5. Regulation of infection by the host:
Many parasites require a specific pattern of stimuli from their host before they are able to infect them. This is particularly clear in those parasites that infect their hosts passively via the gut in the form of cysts or eggs. Such stages may require pre-digestion with host enzymes and the presence of specific bile salts as well as the correct pH, temperature, redox potential, pO2 and pCO2 before they can hatch.
6. Regulation of the adult parasite by the host:
That is reproduction of the parasite is controlled by hormonal or physiological changes in the host (e.g. the periodicity of microfilaria, and Polystoma in the frog).
4. Immunological Adaptations:
Vertebrates react to the presence of foreign material in their tissues by the production of a humeral and cell mediated response and this depends on the ability of the host to recognize the difference between self and non-self. In mammals it takes approximately 9 days for the immune response to become fully effective, so any parasite that persists for significantly longer than 9 days must have some mechanism for avoiding or mitigating the host’s immune response.
These include:
1. Absorption of host antigen
2. Antigenic variation
3. Occupation of immunologically privileged sites
4. Disruption of the host’s immune response
5. Molecular mimicry
6. Loss or masking of surface antigens.
Host parasite relation—the environment plays a key role.

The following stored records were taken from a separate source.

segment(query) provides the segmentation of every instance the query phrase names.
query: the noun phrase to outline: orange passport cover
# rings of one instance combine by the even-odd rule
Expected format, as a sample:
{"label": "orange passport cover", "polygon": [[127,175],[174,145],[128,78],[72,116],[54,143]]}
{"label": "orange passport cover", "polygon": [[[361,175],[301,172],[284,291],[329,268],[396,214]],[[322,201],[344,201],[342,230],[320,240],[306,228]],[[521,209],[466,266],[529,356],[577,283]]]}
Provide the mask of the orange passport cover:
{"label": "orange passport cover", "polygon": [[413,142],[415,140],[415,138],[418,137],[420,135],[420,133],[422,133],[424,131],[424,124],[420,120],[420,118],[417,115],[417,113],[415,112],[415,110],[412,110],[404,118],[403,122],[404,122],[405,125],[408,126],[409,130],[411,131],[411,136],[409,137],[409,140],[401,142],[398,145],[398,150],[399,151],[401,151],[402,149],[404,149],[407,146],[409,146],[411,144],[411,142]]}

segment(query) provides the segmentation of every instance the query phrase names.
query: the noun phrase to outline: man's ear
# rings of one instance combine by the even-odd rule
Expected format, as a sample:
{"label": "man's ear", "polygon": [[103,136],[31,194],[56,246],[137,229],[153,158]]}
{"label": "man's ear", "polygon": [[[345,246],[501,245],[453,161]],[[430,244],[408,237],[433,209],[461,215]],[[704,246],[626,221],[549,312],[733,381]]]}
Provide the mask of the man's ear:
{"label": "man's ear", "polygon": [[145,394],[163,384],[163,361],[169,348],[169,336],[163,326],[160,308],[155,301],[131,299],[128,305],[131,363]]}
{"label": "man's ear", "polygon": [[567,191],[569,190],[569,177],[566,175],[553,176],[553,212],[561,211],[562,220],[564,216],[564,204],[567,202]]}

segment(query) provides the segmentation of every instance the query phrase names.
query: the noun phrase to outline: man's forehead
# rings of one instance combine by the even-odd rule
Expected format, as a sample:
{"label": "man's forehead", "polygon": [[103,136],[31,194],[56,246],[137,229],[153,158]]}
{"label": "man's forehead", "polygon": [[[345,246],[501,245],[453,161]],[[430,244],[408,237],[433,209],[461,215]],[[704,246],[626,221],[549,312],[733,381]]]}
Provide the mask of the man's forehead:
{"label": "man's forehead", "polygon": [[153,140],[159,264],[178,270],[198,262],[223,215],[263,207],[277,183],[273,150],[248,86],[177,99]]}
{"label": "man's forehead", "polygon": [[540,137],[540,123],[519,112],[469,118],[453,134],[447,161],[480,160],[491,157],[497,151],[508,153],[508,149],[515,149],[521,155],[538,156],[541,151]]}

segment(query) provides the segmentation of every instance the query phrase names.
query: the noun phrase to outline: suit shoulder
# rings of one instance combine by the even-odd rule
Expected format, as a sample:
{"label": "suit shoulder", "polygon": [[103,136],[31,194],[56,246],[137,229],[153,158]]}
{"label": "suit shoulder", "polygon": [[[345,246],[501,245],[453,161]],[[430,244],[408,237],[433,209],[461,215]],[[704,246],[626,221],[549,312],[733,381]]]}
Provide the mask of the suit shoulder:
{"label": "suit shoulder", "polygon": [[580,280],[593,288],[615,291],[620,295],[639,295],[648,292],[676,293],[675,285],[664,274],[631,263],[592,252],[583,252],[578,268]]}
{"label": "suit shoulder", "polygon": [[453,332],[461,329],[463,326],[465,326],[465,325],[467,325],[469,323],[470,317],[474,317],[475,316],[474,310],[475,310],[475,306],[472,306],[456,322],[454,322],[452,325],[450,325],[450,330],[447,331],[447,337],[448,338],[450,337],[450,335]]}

The following sorts of relation are observed between parasite and a host:
1. Incompatibility:
It makes the environment suitable for parasitic development and in its absence the parsites die.
2. Resistance of host:
This is of two folds— Firstly making the parasite itself immature to the host enzyme and secondly to have full capacity to reproduce.
3. End of virulents:
Parasites when not well adapted may lead to virulents and both the parasite and the host try to develop reciprocally an immunity.
4. Mutual help:
The reciprocal immunity on the other hand develops a sort of relationship which does not destroy any of the animals and thus makes “Parasitism” perfect.
Remark:
Viewing the groups of parasitic Helminths as a whole with respect to successive stages of adaptation, which they have undergone and are undergoing, one is able to appreciate the vastness and profoundness of the principles of adaptations and at the same-time how marvelously and splendidly the parasitism has become successful in Helminths.